No matter what, both back tires and both front tires must always be the same to make sure the ATV handles correctly.
What Factors Affect the Tire Pressure?
To complicate matters, tire pressure fluctuates with both changes in altitude and temperature. This means what works for you at one time of year or in one location might not work in another. It also means your tire pressure can be different on the trail than it is at home.
Be prepared. Your tires will likely tend to overinflate in the summer and tend to be underinflated in the winter.
The age of the tire also impacts its pressure. Older tires lose air faster, so be prepared for more frequent refills. If they don't seem to be able to hold air for more than a ride or two, they're not just old, they have a leak.
When to Use Higher Tire Pressure
The right tire pressure is a range. Sometimes you need to be on a higher end of that range. 7-8 is a good average number.
You might want to increase your tire pressure when you're:
- putting more weight on your ATV because of upgrades, storage, or extra riders.
- tackling harder terrain.
- mudding (when you can grip the ground).
- increasing your speed.
Aggressive mud treads work great if you spend a lot of time in deep muddy puddles.
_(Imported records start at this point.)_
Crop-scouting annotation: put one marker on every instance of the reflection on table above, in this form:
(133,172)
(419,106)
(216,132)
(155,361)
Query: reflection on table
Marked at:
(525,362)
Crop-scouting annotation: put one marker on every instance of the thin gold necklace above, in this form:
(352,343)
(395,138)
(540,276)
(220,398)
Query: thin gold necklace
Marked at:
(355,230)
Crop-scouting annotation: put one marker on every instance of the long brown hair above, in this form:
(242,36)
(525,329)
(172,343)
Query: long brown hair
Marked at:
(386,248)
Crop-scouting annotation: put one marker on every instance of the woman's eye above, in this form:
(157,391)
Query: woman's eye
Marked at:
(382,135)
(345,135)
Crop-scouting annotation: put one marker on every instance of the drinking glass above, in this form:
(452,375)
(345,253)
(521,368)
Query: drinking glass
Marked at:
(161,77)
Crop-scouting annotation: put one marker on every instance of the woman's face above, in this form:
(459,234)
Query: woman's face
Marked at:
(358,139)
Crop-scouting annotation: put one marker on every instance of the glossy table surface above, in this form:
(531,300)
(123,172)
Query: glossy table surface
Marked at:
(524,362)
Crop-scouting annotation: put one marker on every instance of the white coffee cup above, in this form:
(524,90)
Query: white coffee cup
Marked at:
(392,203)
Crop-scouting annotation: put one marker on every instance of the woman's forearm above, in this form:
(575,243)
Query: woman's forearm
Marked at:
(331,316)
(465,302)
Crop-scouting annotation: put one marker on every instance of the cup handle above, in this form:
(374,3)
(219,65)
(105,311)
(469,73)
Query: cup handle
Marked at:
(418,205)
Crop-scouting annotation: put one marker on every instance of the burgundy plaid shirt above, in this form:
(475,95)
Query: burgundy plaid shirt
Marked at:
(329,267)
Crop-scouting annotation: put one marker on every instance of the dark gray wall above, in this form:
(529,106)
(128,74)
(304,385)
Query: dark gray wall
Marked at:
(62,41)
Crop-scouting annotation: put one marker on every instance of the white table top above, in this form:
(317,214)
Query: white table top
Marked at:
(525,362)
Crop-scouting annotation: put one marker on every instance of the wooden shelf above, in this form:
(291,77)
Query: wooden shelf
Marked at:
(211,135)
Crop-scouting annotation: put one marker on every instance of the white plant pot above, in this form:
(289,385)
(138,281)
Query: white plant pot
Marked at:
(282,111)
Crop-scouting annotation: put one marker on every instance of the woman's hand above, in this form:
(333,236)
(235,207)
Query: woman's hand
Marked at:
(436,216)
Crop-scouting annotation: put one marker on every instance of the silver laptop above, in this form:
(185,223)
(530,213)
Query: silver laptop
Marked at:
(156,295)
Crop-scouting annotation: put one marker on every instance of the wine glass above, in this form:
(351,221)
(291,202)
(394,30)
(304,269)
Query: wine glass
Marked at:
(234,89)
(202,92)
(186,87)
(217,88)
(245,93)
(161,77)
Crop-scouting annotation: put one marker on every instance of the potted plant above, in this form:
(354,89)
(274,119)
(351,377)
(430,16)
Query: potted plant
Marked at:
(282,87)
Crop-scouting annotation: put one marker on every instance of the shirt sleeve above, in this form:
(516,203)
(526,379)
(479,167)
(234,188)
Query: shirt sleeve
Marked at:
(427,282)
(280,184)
Same for ATV riding footwear. Discover the most durable wading boots with heavy-duty outsole and special mud-free tread.
When to Use Lower Tire Pressure
You might want to lessen your tire pressure, maybe even going as low as 3-4 psi.
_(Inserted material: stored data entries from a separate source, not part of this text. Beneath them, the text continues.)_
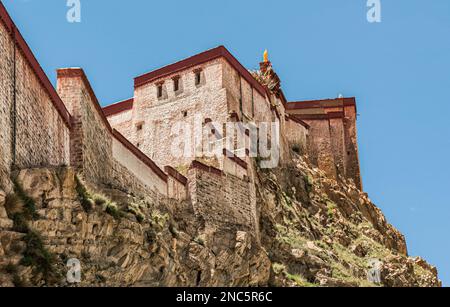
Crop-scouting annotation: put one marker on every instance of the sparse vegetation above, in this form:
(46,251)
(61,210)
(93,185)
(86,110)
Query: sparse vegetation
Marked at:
(86,202)
(37,256)
(113,210)
(99,200)
(136,211)
(297,149)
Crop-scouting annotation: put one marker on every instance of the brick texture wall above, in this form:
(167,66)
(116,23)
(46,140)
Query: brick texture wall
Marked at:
(6,86)
(223,200)
(99,153)
(158,115)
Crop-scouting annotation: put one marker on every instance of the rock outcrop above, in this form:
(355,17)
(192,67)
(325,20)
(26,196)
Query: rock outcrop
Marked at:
(313,231)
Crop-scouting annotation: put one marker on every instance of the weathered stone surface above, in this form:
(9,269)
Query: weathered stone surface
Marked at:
(306,236)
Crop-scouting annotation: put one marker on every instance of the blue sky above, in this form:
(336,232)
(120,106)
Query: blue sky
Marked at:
(398,69)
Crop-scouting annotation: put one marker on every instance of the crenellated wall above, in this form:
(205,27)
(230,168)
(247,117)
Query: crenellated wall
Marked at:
(98,152)
(35,124)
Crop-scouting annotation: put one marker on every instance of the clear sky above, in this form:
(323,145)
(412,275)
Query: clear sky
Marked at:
(398,69)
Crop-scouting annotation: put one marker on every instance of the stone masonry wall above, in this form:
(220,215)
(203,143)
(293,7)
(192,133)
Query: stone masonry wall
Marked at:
(223,200)
(92,140)
(41,134)
(192,104)
(352,154)
(6,72)
(320,147)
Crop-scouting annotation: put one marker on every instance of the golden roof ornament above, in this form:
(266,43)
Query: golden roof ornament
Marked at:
(266,56)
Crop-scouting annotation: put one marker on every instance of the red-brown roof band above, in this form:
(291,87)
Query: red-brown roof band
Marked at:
(118,107)
(324,103)
(37,69)
(201,58)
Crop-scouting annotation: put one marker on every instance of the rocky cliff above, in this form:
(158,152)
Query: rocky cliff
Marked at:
(312,231)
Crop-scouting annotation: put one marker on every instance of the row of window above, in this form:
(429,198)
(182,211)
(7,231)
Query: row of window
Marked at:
(176,83)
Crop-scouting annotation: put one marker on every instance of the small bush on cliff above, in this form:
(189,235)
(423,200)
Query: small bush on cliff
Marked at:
(99,200)
(136,211)
(297,149)
(38,257)
(86,202)
(21,203)
(113,210)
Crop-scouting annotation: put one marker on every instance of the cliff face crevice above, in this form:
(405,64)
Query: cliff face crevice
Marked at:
(313,231)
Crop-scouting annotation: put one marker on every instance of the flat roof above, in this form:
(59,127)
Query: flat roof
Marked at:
(207,56)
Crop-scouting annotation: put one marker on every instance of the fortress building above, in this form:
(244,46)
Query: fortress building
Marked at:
(215,85)
(129,145)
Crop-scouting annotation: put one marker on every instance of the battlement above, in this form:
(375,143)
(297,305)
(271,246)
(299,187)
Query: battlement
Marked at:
(127,144)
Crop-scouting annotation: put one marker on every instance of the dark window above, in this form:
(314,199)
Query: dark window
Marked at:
(176,84)
(198,77)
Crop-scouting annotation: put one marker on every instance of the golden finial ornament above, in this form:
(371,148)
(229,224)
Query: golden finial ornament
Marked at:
(266,56)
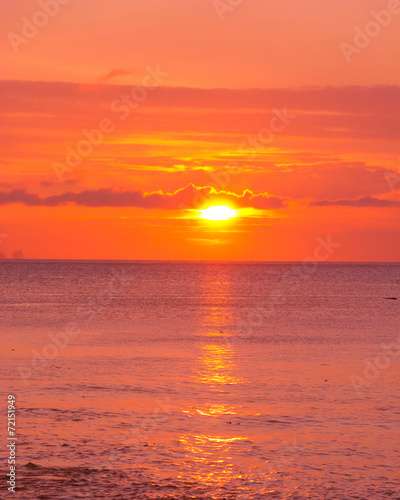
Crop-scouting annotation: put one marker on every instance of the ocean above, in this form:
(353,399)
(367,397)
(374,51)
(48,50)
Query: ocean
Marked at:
(201,380)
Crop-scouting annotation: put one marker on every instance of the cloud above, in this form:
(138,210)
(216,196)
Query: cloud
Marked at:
(115,73)
(188,197)
(365,202)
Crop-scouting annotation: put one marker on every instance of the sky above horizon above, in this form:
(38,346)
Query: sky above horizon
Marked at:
(123,120)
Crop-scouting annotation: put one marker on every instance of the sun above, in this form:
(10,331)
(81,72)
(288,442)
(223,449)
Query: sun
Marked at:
(218,212)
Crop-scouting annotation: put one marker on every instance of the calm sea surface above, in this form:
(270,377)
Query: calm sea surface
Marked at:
(202,380)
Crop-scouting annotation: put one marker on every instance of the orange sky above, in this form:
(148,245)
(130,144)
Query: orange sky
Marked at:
(121,120)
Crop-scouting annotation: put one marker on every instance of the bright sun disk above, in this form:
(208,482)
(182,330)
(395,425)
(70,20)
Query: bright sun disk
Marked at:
(218,212)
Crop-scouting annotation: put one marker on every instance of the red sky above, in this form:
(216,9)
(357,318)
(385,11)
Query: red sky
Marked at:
(274,108)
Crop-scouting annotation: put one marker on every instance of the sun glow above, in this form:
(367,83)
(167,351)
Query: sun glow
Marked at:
(218,212)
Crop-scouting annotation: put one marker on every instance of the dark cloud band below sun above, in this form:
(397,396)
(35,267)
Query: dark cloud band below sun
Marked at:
(188,197)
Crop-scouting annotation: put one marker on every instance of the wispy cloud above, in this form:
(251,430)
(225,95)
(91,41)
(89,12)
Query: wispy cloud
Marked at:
(188,197)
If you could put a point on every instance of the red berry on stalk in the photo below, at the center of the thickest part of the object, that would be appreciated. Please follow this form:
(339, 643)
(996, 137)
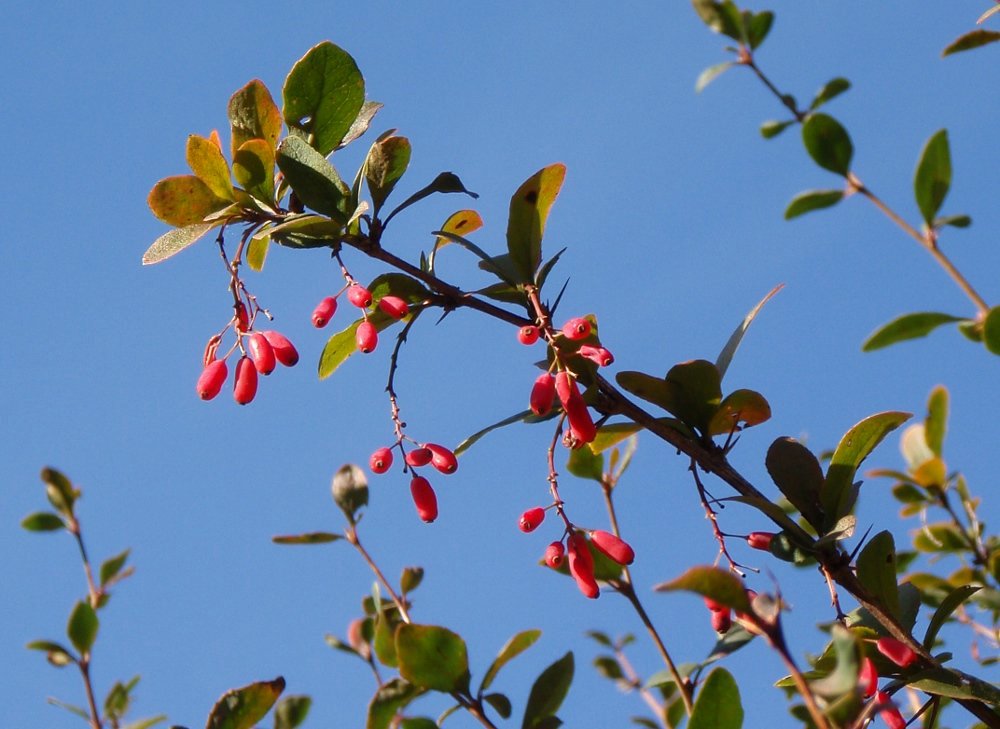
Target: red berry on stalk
(527, 334)
(359, 296)
(531, 519)
(394, 306)
(366, 337)
(612, 546)
(442, 458)
(211, 380)
(324, 312)
(245, 386)
(419, 457)
(554, 554)
(262, 353)
(284, 350)
(424, 498)
(576, 328)
(381, 460)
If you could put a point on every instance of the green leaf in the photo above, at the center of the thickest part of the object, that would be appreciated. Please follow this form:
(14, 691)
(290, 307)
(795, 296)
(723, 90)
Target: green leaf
(529, 211)
(718, 584)
(877, 571)
(241, 708)
(933, 176)
(831, 89)
(291, 711)
(42, 521)
(828, 143)
(806, 202)
(511, 649)
(82, 627)
(718, 703)
(323, 95)
(548, 693)
(392, 696)
(313, 179)
(710, 74)
(432, 657)
(908, 326)
(798, 475)
(973, 39)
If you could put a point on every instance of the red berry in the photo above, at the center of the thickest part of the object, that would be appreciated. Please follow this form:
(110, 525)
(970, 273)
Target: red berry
(394, 306)
(531, 519)
(211, 380)
(381, 460)
(245, 386)
(324, 312)
(896, 651)
(442, 458)
(599, 355)
(543, 393)
(424, 498)
(613, 547)
(284, 350)
(554, 554)
(528, 334)
(419, 457)
(576, 328)
(262, 353)
(359, 296)
(760, 540)
(366, 337)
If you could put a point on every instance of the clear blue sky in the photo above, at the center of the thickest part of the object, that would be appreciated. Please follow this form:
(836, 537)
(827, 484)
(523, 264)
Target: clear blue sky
(672, 212)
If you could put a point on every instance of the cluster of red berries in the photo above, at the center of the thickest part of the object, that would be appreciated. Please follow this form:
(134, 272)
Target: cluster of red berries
(366, 335)
(261, 351)
(441, 458)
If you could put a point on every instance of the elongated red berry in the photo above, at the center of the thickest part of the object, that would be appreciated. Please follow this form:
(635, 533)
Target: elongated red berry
(366, 337)
(284, 350)
(324, 312)
(262, 353)
(554, 554)
(245, 385)
(424, 498)
(530, 519)
(442, 458)
(896, 651)
(612, 546)
(359, 296)
(576, 328)
(760, 540)
(211, 379)
(527, 334)
(381, 460)
(394, 306)
(598, 355)
(419, 457)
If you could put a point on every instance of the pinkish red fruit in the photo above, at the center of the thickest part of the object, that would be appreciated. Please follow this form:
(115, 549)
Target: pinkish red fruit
(576, 328)
(245, 386)
(394, 306)
(284, 350)
(528, 334)
(530, 519)
(424, 498)
(612, 546)
(366, 337)
(324, 312)
(262, 353)
(381, 460)
(359, 296)
(211, 379)
(442, 458)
A lower tire pressure is helpful when you're:
- riding in terrain where you need more traction like sand, loose dirt, loose gravel, or snow.
- in mud deep enough that your tires can't grip the ground.
What Are the Signs Your ATV Tire Pressure is Not Adjusted Correctly?
You may be able to tell your tires are under or overinflated before you take the pressure gauge to them for a test.
Your tires are probably underinflated if your:
- ATV no longer corners tightly or rolls a little when cornering.
- ATV wobbles at medium speeds.
- rims are being hit and/or damaged.
Your tires are probably overinflated if your tires spin excessively and struggle to grip on loose terrain.
Which Tools Should You Carry to Adjust Tire Pressure?
You need a tire pressure gauge made for an ATV that can accurately read changes as minute as one psi. You can technically use any tire pressure gauge, but the results won't be very accurate, so you'll have less control and more headache.
You also need a way to put air in the tires. A bike pump will work, but it's a pain. Most people recommend a portable air compressor.
Both the gauge and compressor need to be in your on-machine toolkit.